Orion pressure vessel moved to test stand at KSC
The Orion spacecraft scheduled to fly around the Moon in 2018 was moved to a test stand to assess the structural integrity of the vehicle’s underlying structure—the pressure vessel.
The Exploration Mission-1 (EM-1) Orion was moved to the stand inside the Neil Armstrong Operations and Checkout Building on April 21 at NASA’s Kennedy Space Center in Florida.
Teams at Lockheed Martin and NASA will evaluate the structural integrity of the pressure vessel. It is an important milestone on the path toward preparing the spacecraft for launch atop the space agency’s Space Launch System (SLS) super-heavy-lift rocket in 2018.
EM-1 will be the first launch of an SLS and the second for the Orion spacecraft (the first was Exploration Flight Test 1 in December 2014).

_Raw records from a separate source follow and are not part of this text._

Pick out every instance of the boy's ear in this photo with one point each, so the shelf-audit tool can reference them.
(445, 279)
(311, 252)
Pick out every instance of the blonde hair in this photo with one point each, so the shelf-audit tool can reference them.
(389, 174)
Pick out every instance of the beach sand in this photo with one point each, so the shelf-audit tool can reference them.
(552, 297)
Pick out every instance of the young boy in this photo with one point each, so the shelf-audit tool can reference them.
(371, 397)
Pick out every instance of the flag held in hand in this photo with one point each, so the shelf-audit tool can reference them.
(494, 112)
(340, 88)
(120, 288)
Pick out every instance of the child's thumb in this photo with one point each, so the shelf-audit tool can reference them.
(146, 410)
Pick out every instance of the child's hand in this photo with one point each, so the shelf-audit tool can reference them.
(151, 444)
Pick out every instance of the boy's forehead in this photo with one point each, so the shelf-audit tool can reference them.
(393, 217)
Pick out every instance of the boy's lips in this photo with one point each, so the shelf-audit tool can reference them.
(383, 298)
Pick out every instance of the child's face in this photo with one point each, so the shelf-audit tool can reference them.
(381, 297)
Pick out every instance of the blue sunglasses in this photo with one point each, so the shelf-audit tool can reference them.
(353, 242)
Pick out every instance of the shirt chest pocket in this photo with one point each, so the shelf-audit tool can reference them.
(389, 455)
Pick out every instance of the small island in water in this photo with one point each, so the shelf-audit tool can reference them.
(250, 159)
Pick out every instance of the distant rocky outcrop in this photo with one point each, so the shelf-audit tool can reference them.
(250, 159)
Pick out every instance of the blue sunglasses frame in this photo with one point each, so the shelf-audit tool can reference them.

If everything goes as planned, SLS will place the uncrewed capsule on a seven-day circumlunar trajectory and will test the fully integrated SLS-Orion system as well as validate the thermal protection system of the vehicle as it re-enters Earth’s atmosphere at speeds reaching an estimated 7 miles (11 kilometers) per second.
Throughout the United States and across the ocean, work is being done to prepare for this long-anticipated first flight of the SLS. Recently, at NASA’s Glenn Research Center’s Plum Brook Station in Ohio, engineers began testing a structural representation of the spacecraft’s service module with sound pressure and vibration.
Additionally, at Langley Research Center in Hampton, Virginia, engineers prepared a representation of Orion for a series of water-impact tests to evaluate crew safety after returning to Earth. The spacecraft is expected to splashdown in the Pacific Ocean off the coast of California after the EM-1 flight as well as future additional flights with crew aboard.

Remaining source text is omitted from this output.